As many as 8.8 million people in India were found to be blind in 2015 and another 47.7 million people had moderate and severe vision impairment, according to a study published online by The Lancet Global Health journal on August 2. Worldwide, there are an estimated 36 million people who are blind and this is set to grow to almost 115 million people by 2050, with the highest number in developing countries in Asia and sub-Saharan Africa, according to the study.
Although rates of blindness and vision impairment have gone down in recent years, the number of cases has risen as the world population has aged, said professor Rupert Bourne of the Anglia Ruskin University in the UK who is the lead author of the study. Between 1990 and 2015, the absolute number of blind people increased by 17.9 per cent.
In India, there were 7.2 million blind people in 1990, which rose to 8.8 million in 2015, making the country the home of almost a quarter of the total 36 million blind people. The Lancet study was funded by the Brien Holden Vision Institute and included researchers from Anglia Ruskin University, University of Oxford, L V Prasad Eye Institute in India and others. The study also suggested that prevalence rates could see an upturn by 2020 up to 0.50 per cent rise for blindness and 3.06 per cent for vision impairment.
The areas most affected are developing regions. For example, 11.7 million people who are blind lived in south Asia in 2015. Dr G V S Murthy, the director of Hyderabad-based Indian Institute of Public Health and professor at the International Centre for Eye Health, London School of Hygiene and Tropical Medicine, said the number of people above 50 years had increased by 13 per cent in India and despite a decline in the prevalence of blindness from 1 per cent to 0.6 per cent in the country, “we still have a large number of blind people”.

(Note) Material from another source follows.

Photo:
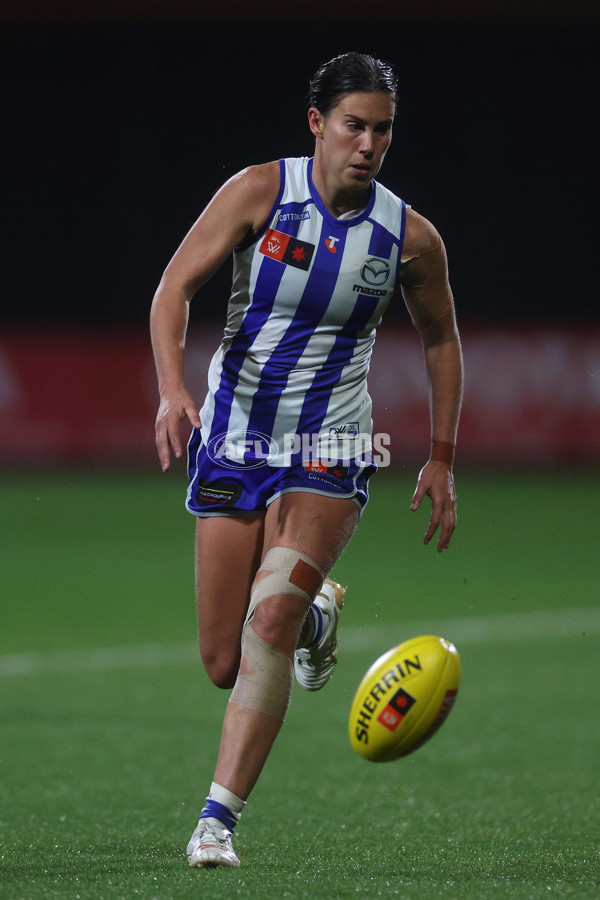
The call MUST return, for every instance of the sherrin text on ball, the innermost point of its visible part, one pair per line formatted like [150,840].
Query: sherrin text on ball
[404,698]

Professor Rohit Khanna, the associate director of the L V Prasad Eye Institute, said that with most vision impairment being a result of ageing as the population continues to grow and age, the number of people affected has increased globally. Other key researchers include professor Vinay Nangia, the director of the Suraj Eye Institute, Nagpur, and Dr Ronnie George of the Medical Research Foundation in Chennai.
The same trend is true for India. “While one million eye related surgeries were done in the 90s, across the country the number has shot up to six to seven million,” he said.